Study philosophy first. Any time left over can be given to other pursuits.
This is not because philosophy makes one employable. It often does not. Nor because it guarantees wisdom. It certainly does not. Philosophy deserves primacy because it alone asks the questions every other discipline quietly assumes.
Before economics asks how wealth should be distributed, philosophy asks what justice is.
Before medicine asks how to prolong life, philosophy asks whether a longer life is necessarily a better one.
Before science investigates the universe, philosophy asks what constitutes evidence, truth, and knowledge.
Before politics promises a better society, philosophy asks what kind of society is worth building.
Every field borrows its foundations from philosophy while pretending it has no need of them. The architect who ignores his foundations may construct magnificent walls, but they will eventually collapse under their own weight.
The modern world worships expertise. It produces engineers who cannot explain why technology should serve humanity rather than dominate it. It produces lawyers who know every statute yet have never reflected on justice. It produces financiers capable of pricing everything while understanding the value of nothing. We mistake competence for wisdom, confusing the ability to perform a task with the ability to judge whether the task ought to be performed at all.
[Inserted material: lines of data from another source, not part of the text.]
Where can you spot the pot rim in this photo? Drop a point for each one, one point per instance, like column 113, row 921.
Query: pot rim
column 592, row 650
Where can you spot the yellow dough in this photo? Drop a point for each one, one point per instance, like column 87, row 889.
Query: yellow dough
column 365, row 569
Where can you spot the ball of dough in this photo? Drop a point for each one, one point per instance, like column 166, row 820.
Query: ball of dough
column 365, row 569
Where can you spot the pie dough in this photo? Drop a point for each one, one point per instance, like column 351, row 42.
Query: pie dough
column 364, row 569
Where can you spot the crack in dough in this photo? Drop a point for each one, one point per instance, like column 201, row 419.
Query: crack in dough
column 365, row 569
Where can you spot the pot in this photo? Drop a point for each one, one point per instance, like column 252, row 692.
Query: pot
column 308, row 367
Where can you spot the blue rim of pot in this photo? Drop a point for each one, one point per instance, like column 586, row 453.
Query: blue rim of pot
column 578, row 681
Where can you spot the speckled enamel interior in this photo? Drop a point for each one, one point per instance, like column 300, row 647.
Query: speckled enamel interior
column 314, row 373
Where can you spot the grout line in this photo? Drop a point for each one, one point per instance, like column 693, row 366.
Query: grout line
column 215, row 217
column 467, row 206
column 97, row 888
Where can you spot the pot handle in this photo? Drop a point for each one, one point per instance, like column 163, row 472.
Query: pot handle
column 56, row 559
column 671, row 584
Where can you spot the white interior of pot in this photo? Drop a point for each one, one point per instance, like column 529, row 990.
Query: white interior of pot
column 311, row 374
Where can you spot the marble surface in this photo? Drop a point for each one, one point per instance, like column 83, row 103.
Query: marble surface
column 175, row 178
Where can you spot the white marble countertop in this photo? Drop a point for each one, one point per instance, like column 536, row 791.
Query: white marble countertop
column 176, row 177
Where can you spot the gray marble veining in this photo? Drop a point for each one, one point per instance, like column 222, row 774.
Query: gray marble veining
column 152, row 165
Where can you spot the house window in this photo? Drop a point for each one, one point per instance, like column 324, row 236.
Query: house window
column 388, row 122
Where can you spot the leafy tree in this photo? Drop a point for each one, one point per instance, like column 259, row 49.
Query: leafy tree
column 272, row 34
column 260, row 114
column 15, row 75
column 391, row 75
The result is civilisation with extraordinary power and uncertain purpose.
Philosophy is not another subject among many. It is the discipline that teaches us how to examine every subject. It cultivates habits no machine can automate: intellectual humility, logical consistency, conceptual clarity, and the courage to question prevailing opinion.
A philosopher is difficult to manipulate because they habitually ask, "How do you know?" They are difficult to frighten because they have considered death. They are difficult to flatter because they understand the vanity of reputation. They are difficult to deceive because they examine premises before accepting conclusions.
This is precisely why philosophy has so often been neglected. Independent minds are inconvenient.
Many dismiss philosophy as impractical. Yet every practical decision rests upon philosophical assumptions. Every vote cast, every law passed, every scientific experiment conducted, every business founded, every child raised expresses an answer, whether consciously or unconsciously, to philosophical questions.
You cannot escape philosophy.
You can only choose between examined philosophy and inherited philosophy.
Those who refuse to study philosophy do not become non-philosophers. They merely become disciples of whatever assumptions happen to surround them: the prejudices of their age, the slogans of their politics, the morality of their neighbours, or the algorithms of their social media feeds. They mistake conformity for common sense because they have never learned to distinguish the two.
To neglect philosophy is therefore not intellectual neutrality. It is intellectual surrender.
This is why philosophy should precede every other education. A young person who first learns how to reason, identify fallacies, question assumptions, and distinguish appearance from reality possesses a compass that remains useful for life. Every subsequent subject becomes clearer because they now possess the intellectual tools to navigate it.
Without philosophy, education risks becoming little more than vocational training.
With philosophy, every discipline becomes part of the search for truth.
Of course, philosophy is not an end in itself. One must eventually build bridges, write novels, heal patients, compose symphonies, cultivate gardens, raise families, and contribute to society. Philosophy alone cannot feed the hungry or repair a broken engine.
But it can ensure that we know why we are feeding the hungry, what kind of society we hope to build, and whether the engine serves mankind or enslaves it.
Study engineering, but first ask what technology is for.
Study medicine, but first ask what health means.
Study law, but first ask what justice demands.
Study economics, but first ask what prosperity should accomplish.
Study history, but first ask what lessons history can legitimately teach.
Study anything you wish.
But study philosophy first.
For every hour spent learning to think enriches every hour spent learning something else.